2. De grondslag van het geschil en de vaststaande feiten

2.1 De grondslag van het geschil.

2.1.2 Sinds 1995 bestaat de mogelijkheid voor vrijgevestigde medische specialisten om deel te nemen aan zogenoemde lokale initiatieven. Deze worden gefinancierd uit een lumpsum. De hoogte van de lumpsum wordt vastgesteld op basis van de omzet uit een door de aan een lokaal initiatief deelnemende specialisten te kiezen basisjaar 1992, 1993 of 1994, tegen de tarieven per 1 januari 1994. De uitkomst is een ongedeeld bedrag dat de inkomensgarantie vormt voor de medisch specialisten, die tegen de vastgestelde maximumtarieven per verrichting blijven declareren.

2.1.3 Het verschil tussen de opbrengst van de honorariumtarieven van de medisch specialisten en de hoogte van de lumpsum wordt verrekend in de verpleegtarieven van het ziekenhuis, die bij tariefbeschikking worden vastgesteld.

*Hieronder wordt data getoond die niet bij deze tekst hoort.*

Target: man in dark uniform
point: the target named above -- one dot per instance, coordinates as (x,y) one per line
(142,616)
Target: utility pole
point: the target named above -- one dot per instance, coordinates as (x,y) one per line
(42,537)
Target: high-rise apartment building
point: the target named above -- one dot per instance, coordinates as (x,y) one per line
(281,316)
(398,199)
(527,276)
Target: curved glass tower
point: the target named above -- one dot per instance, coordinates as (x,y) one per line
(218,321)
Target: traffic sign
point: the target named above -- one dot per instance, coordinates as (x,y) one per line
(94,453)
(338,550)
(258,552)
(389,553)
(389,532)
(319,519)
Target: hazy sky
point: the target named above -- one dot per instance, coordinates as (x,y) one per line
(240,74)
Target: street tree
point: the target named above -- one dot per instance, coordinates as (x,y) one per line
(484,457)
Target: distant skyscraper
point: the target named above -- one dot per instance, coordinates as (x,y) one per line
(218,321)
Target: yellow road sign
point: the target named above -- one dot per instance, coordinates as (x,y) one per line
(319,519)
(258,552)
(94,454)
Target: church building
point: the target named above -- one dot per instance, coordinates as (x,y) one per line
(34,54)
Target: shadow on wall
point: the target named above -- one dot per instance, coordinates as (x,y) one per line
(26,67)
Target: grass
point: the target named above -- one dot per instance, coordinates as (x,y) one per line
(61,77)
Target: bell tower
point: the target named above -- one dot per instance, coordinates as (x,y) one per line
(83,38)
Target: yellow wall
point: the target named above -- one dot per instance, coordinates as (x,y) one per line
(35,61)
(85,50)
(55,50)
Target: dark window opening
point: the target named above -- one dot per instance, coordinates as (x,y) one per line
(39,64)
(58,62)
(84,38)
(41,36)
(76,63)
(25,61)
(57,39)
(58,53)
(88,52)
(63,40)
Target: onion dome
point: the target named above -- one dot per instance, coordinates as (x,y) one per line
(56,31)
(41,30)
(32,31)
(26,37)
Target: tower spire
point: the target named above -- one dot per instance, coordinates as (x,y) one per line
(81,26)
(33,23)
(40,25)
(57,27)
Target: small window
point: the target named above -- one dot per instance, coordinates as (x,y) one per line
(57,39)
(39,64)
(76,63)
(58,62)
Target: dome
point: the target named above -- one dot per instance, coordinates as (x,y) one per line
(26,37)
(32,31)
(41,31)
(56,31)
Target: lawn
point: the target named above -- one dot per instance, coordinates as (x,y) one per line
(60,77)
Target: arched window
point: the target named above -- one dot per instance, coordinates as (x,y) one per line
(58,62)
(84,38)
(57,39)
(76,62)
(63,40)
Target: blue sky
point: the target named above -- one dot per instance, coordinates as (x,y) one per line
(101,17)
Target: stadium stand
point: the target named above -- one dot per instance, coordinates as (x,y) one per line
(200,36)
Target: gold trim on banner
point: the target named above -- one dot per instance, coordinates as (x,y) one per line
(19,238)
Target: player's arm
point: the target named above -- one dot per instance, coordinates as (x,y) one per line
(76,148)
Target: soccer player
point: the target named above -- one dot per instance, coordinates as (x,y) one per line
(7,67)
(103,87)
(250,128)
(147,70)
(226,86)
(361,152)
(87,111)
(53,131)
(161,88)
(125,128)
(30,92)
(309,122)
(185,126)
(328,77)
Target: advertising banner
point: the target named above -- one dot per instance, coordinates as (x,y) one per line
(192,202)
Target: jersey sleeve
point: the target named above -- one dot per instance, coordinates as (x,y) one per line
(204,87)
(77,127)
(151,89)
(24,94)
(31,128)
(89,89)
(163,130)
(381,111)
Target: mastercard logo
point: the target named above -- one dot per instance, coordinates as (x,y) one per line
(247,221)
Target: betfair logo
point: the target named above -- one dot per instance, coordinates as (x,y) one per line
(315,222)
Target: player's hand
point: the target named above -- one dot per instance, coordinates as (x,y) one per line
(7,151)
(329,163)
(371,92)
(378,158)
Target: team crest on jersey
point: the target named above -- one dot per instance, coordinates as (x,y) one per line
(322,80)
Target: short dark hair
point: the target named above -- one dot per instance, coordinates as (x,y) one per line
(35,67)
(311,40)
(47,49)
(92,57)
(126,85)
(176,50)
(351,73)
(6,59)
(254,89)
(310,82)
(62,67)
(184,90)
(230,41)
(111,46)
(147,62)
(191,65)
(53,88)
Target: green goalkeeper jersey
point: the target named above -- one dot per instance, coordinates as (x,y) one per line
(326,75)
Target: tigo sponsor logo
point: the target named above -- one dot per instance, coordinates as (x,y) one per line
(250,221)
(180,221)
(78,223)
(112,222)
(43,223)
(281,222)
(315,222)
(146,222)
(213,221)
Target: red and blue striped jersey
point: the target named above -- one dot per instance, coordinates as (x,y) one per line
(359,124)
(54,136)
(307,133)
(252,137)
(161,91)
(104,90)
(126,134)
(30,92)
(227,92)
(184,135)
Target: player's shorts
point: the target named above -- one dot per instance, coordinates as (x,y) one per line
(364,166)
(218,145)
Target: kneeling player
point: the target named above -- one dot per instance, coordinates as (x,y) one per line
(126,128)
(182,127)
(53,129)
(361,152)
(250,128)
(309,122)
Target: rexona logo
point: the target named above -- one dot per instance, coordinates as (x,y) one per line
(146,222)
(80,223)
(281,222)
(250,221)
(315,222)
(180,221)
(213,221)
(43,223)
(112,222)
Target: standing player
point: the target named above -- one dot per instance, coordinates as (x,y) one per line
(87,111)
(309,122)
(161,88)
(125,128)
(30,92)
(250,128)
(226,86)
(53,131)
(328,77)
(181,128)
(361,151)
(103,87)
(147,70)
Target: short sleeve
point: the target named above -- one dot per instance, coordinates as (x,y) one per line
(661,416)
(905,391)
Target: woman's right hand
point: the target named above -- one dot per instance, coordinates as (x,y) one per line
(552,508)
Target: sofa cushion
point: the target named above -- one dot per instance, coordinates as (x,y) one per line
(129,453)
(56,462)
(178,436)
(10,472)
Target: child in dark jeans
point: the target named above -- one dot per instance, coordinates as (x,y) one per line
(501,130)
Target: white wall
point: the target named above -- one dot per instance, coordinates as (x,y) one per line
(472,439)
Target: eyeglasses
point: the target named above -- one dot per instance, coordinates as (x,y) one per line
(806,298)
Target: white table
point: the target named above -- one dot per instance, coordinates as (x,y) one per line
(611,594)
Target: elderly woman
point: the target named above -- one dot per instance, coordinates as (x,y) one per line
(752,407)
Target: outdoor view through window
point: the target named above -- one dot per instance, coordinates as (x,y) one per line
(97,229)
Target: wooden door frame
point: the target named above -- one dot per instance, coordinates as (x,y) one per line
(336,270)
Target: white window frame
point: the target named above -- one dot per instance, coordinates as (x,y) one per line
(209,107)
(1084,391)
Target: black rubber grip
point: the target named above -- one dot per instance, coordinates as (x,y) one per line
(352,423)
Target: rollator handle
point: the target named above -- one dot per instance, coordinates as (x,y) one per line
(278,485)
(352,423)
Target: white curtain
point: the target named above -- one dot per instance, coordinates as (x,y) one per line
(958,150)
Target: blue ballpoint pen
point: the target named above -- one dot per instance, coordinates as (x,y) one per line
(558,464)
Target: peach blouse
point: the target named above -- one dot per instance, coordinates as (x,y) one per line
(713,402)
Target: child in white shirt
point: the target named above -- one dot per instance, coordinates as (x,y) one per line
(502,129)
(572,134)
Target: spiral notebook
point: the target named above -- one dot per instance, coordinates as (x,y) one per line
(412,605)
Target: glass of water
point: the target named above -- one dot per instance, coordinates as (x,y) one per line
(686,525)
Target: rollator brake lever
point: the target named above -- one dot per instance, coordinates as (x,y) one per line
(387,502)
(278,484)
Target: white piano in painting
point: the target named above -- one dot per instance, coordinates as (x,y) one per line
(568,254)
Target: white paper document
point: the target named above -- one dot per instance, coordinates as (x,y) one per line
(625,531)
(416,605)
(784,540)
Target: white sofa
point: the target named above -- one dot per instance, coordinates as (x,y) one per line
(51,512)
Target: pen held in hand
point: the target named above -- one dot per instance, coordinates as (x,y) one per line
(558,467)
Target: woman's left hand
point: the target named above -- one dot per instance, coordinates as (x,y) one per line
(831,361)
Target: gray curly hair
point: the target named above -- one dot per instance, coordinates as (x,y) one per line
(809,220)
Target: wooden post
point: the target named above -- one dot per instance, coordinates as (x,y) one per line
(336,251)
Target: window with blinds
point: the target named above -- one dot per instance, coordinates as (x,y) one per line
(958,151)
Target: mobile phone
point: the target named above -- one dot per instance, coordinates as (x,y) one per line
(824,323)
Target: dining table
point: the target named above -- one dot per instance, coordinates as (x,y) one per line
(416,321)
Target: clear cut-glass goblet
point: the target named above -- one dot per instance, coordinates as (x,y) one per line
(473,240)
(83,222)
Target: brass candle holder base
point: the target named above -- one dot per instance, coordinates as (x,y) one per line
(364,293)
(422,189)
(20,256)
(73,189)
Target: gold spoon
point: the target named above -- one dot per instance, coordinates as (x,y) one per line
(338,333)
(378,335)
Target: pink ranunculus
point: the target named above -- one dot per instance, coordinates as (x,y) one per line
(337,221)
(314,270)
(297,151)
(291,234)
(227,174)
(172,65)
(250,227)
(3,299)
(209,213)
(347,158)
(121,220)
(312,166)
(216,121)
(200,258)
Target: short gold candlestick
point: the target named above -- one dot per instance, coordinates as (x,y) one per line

2.1.4 Van 1995 tot 2000 is sprake geweest van een relatief vast budget was voor de lokale initiatieven. In 2000 zijn de verschillen tussen de aantallen werkelijk aanwezige (poort)specialisten en de aantallen specialisten die in de lumpsum (vaak nog op niveau 1995) waren verwerkt, weggenomen op basis van de Beleidsregel I-438 van 18 september 2000. Deze operatie wordt ook wel “ontdooiing van specialisteneenheden” genoemd.

2.1.5 Door verweerder zijn op 26 januari 2001 vastgesteld de, per 1 januari 2001 geldende, beleidsregels I-463 “capaciteitswijzigingen” en I-465 “aanpassing externe lumpsum lokale initiatieven”. Daaraan is op 15 februari 2001 ministeriële goedkeuring verleend. In deze beleidsregels is, anders dan in de het voorliggende geval toepasselijke, als overgangsmaatregel bedoelde, Beleidsregels I-432 en I-438, aangesloten bij de systematiek van de functiegerichte budgettering (FB-systematiek).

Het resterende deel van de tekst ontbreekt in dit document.